Disclaimer-Food Allergies and Intolerance

The Food Department makes every attempt to identify ingredients that may cause allergic reactions for those with food allergies. Along with employee training, you can use the allergen filter on the locations menu link to identify possible allergen-containing menu items; however,there is always a risk of contamination.

What do I need to know?

  • The most common food allergies are shellfish, peanuts, tree nuts, fish, eggs, milk, soy, and wheat.

  • While all Food Department dining locations serve naturally gluten free items it is important to keep in mind the most common allergens present in the food production areas and the equipment is used in preparation of a variety of items.

  • Self-service food areas do present the danger of cross-contamination.

  • Allergen filters are available online for all of our dining halls. Just go to the locations page > choose the hall you want to dine at > Click the menu link > input the allergens you wish to avoid > refresh the page and it will show you what menu items are available for you to enjoy.

  • It is possible that manufacturers of the foods we use may change their formulation at any time, without notice.

Important facts to remember about food allergy:

  • Teenagers and adolescents tend to be noncompliant with medical recommendations and have historically been poor about regularly carrying their life-saving, self-administered epinephrine.

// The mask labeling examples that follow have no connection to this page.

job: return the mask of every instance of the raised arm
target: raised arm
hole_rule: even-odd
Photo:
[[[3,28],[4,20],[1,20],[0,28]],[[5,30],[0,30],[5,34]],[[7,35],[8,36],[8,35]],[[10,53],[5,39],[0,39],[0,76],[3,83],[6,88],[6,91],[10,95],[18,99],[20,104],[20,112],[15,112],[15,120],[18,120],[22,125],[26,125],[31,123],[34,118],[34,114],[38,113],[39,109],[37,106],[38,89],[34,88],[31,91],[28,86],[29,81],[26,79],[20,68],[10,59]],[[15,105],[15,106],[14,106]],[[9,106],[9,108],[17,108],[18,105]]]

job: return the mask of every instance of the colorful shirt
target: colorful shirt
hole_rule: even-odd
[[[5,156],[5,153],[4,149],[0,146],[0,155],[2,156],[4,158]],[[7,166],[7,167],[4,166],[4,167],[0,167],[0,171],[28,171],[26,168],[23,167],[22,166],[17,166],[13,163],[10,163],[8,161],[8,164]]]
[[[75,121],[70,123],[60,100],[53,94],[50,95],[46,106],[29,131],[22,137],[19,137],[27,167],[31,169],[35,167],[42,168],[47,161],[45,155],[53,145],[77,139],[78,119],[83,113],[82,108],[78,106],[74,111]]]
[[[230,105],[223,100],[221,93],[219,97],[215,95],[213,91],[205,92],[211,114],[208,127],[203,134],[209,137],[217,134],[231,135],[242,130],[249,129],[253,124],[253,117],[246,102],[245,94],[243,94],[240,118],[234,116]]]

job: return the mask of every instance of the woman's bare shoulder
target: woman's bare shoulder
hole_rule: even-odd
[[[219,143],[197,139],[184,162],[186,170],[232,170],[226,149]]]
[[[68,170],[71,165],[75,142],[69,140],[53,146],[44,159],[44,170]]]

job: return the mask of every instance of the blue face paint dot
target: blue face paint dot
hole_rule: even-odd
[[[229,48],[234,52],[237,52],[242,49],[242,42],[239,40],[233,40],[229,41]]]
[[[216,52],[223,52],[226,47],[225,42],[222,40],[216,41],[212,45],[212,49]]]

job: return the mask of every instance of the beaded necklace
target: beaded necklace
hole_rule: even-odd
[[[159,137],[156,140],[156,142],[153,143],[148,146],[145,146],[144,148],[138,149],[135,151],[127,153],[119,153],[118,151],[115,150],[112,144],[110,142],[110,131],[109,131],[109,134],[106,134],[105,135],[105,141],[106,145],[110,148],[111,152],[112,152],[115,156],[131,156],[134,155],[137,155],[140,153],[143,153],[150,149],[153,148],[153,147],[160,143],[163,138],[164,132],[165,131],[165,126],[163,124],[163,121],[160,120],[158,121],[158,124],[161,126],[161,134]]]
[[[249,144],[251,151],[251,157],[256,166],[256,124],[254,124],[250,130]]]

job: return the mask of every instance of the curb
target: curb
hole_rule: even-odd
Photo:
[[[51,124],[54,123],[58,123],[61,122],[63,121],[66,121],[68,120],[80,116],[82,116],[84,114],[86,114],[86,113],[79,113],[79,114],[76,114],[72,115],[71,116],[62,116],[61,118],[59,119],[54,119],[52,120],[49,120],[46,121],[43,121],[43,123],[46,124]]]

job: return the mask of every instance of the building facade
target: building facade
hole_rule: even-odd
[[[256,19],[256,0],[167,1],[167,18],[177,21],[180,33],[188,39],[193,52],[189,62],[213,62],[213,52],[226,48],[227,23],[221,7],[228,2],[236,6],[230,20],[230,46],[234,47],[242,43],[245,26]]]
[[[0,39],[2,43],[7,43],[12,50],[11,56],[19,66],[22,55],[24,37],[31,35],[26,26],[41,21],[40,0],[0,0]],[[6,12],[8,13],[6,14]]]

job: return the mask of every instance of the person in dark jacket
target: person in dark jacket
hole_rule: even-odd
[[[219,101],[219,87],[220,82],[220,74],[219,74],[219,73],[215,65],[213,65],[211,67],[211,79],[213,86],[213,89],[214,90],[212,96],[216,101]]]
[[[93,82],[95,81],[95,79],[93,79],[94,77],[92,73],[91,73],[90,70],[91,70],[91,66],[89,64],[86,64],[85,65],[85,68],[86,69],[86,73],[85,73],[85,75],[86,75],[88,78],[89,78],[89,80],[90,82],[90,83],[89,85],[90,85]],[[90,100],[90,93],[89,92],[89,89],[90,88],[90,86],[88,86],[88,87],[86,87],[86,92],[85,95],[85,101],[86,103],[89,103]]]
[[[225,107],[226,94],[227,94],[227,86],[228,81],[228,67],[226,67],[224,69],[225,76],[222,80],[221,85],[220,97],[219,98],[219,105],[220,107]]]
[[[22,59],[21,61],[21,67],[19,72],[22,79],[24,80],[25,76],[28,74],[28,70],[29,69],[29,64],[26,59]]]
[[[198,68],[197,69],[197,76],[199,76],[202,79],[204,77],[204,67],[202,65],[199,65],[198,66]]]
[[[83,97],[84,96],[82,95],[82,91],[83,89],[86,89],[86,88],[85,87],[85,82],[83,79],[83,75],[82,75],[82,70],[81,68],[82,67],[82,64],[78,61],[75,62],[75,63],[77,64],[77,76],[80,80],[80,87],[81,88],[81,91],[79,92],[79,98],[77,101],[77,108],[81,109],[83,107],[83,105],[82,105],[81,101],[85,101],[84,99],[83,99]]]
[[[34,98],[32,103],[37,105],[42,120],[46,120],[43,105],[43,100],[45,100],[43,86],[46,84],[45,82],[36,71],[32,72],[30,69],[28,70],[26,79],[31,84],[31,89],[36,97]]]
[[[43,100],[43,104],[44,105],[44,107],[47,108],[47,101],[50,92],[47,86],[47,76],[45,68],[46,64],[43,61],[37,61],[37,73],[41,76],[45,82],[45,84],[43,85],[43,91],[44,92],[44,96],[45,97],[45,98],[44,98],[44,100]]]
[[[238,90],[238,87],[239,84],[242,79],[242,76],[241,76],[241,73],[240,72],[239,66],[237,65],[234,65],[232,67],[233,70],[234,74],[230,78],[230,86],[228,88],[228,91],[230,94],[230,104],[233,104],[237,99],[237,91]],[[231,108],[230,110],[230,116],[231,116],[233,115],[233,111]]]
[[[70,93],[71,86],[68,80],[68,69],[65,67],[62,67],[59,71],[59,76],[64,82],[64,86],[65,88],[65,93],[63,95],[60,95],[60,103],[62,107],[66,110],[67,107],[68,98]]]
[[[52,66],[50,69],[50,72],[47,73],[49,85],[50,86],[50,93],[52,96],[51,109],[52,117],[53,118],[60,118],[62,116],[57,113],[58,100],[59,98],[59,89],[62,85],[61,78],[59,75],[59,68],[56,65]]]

  • Studies show that the earlier epinephrine is given for an acute reaction following an accidental ingestion the more likely it will be life-saving. Delayed administration of epinephrine may result in more severe and prolonged episodes of anaphylaxis.

  • Benadryl does not treat anaphylaxis!

  • Non-deadly food-induced anaphylaxis is the most common type of severe allergic reaction.

  • Food allergy needs to be accurately diagnosed, which involves expert interpretation of  a patient’s clinical history, skin tests, blood tests, and occasionally, food challenge.

  • No available cure is available for food allergy, so avoidance of culprit foods is key.

  • Patients at the highest risk of death from a food-induced anaphylactic reaction are teenagers with a history of asthma who already know what they are allergic to.

  • Close follow-up with an allergist is helpful.

What is my responsibility in managing my food allergies?

Make sure your food allergy is documented with the UNT Student Health and Wellness Center.

Become proficient in the self-management of your food allergy by:

✔ Avoiding unsafe foods

✔ Recognizing the symptoms of allergic reactions


✔ Knowledge and proper use of the medications used to treat your allergy as indicated by your physician

Make sure your RA and Hall Director are aware of your allergies and have the necessary contact information on file.

If you have a question or are unsure about a menu item, ask the Manager on Duty.